April saw a continued increase in the volume of detected malware, with 73,000 new variants of threats being released daily – a 26 percent increase over the same period last year, according to GFI Software.

Also in April, online scammers and malware writers waged an increasingly aggressive campaign of rogue AV attacks exploiting several high-profile events, including the Royal Wedding, the Easter holiday, the anniversary of Yuri Gagarin becoming the first man in space, and the release of President Obama’s long-form birth certificate.
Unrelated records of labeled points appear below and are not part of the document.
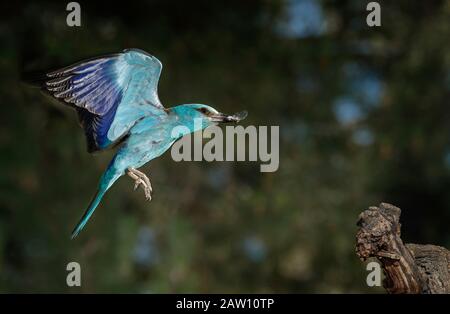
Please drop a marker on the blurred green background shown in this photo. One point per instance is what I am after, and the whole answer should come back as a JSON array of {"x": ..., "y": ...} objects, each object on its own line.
[{"x": 364, "y": 117}]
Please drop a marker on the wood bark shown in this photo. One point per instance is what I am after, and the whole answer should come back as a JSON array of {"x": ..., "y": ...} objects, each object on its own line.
[{"x": 408, "y": 268}]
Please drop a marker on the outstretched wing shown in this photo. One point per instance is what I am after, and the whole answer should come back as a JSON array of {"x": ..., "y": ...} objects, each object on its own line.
[{"x": 110, "y": 93}]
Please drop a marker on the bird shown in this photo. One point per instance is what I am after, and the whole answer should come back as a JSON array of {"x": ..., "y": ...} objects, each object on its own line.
[{"x": 116, "y": 99}]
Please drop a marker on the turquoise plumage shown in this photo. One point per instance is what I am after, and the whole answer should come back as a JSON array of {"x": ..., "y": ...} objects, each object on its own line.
[{"x": 117, "y": 103}]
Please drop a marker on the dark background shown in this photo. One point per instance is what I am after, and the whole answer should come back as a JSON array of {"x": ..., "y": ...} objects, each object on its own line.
[{"x": 363, "y": 114}]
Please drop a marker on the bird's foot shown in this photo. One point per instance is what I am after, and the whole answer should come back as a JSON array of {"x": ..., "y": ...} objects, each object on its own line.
[{"x": 141, "y": 179}]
“In addition to the increase in fake AV offerings, April saw a rise in high-profile security breaches. Both online marketing firm Epsilon and Sony’s PlayStation Network had security breaches at the hands of hackers last month,” said Christopher Boyd, senior threat researcher at GFI Software. “For those affected by serious data breaches, it is of the utmost importance to maintain vigilance well after the initial chaos has ended.”

Internet-based scammers are using an array of techniques to infiltrate end-user computers. Popular methods include SEO poisoning attacks to hijack legitimate search results, such as searches for printable Easter cards and Royal Wedding coverage, as well as rogue AV applications and malicious websites that prompt users to install fake software on their PCs to view supposedly exclusive content.

The Royal Wedding also presented an additional challenge to consumers, businesses and Internet service providers. While most UK citizens watched the ceremony on TV at home, many viewers internationally turned to free online streaming offered by YouTube and news sites to watch live and on-demand coverage of the big event.

Underscoring the need for a comprehensive web monitoring solution, popular streaming video poses a threat of SEO poisoning and other malicious attacks (through users being misdirected to malicious websites while searching for a video), while itself putting significant pressure on network bandwidth, resulting in slow data transfers and reduced productivity.

GFI warns users to be mindful of Internet searches for several high profile events during the month of May as well. These may include malware attacks surrounding the Indianapolis 500, Towel Day (celebrating the late author Douglas Adams) and college graduation season. Any of these events could be prime targets for SEO poisoning or phishing attacks, and users should also be wary of unsolicited emails or web offers.

Top 10 malware detections for April

GFI’s top 10 malware list is compiled from collected scan data of tens of thousands of GFI VIPRE Antivirus customers who are part of GFI’s ThreatNet automated threat tracking system. Consistent with the month of March, ThreatNet statistics revealed that seven of the top 10 malware threats in April were Trojans.

Trojans detected as Trojan.Win32.Generic!BT (a generic detection that encompasses a broad array of Trojans) continue to be the number one threat, accounting for 20.73 percent of total malware detected this month.